Incidentally, Dr. Montgomery is not, as you suggest, "a leading figure" in this College. Although he was once chairman of our Programmes and Meetings Committee he was not a member of the Defeat Depression Campaign's management committee, nor did he attend the consensus conference on management. His close relationship with the pharmaceutical industry is also well known, and his views are generally treated with caution for that reason.
Finally, you make a number of assertions and ask a number of questions about the contribution of the pharmaceutical industry to the Defeat Depression Campaign.

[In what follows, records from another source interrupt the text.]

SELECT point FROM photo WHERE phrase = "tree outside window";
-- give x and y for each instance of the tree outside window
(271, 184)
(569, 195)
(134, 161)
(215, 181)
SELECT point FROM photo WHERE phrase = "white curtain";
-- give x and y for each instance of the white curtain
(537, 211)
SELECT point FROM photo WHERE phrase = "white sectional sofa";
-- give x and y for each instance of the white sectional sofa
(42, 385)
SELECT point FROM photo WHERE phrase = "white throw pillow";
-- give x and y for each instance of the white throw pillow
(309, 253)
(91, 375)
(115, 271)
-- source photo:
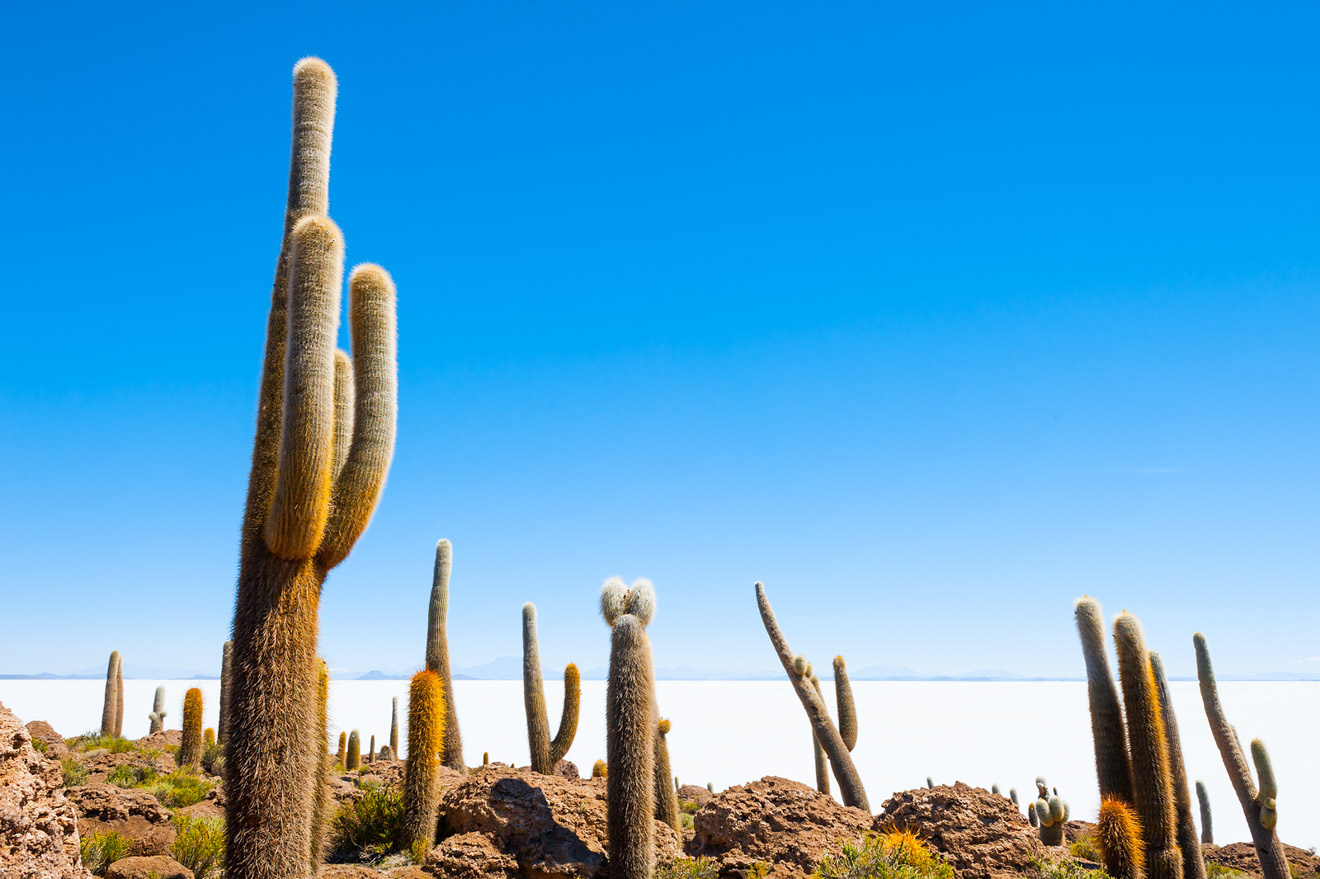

The funds which the College received for this campaign came from many different sources, including the Department of Health, the BBC's This week's good cause', sales of publications and donations from the general public. The campaign's total income amounted to £449,800 of which only £129,530 (28.8%) came from pharmaceutical companies. It is true that most, but not all, of the companies who contributed were manufacturers of SSRI antidepressants and I have no doubt that one of their major motives was the hope that an increased recognition of depressive illnesses both by the general public and by general practitioners would result in increased sales for them. For our part, we recognised this from the outset, which was one of the reasons we were particularly careful never, to suggest that SSRI's were superior to other antidepressants, or that any individual drug was better than its competitors. As to the College's policy with regard to accepting financial assistance from commercial organisations, we are prepared to accept funds from any reputable organisation provided there are no strings attached i.e. provided that there is no attempt by the company concerned to influence College policy or College statements and no implication that we are recommending their products. We are also perfectly prepared to defend our policies to the Charities Commission if need be.
You ask for a copy of the audit of the campaign. There was no single audit, though a series of studies was mounted to measure changes in public attitudes to depression, based on 3 successive MORI polls of random population samples, and to measure changes in the attitudes and prescribing policies of general practitioners. Preliminary results have already been reported in Psychiatric Bulletin (Vol 21, pp 148-150 1997), in the American Journal of Psychiatry (Vol 154, Festschrift supplement, June 1997) and in the British Medical Journal (Vol 313, pp 858-859, 1996). The final evaluation of the impact of the campaign on general practitioners is currently being prepared for publication. The results of the final MORI poll will take some time to analyse but they do show widespread though modest changes in public attitudes and they will be published in due course. Finally, I enclose for your interest a brief paper by Professor Malcolm Lader written in response to a request from me to comment on the claims to in your letter that SSRI antidepressants have now been shown to produce dependence analogous to that produced by benzodiazepines.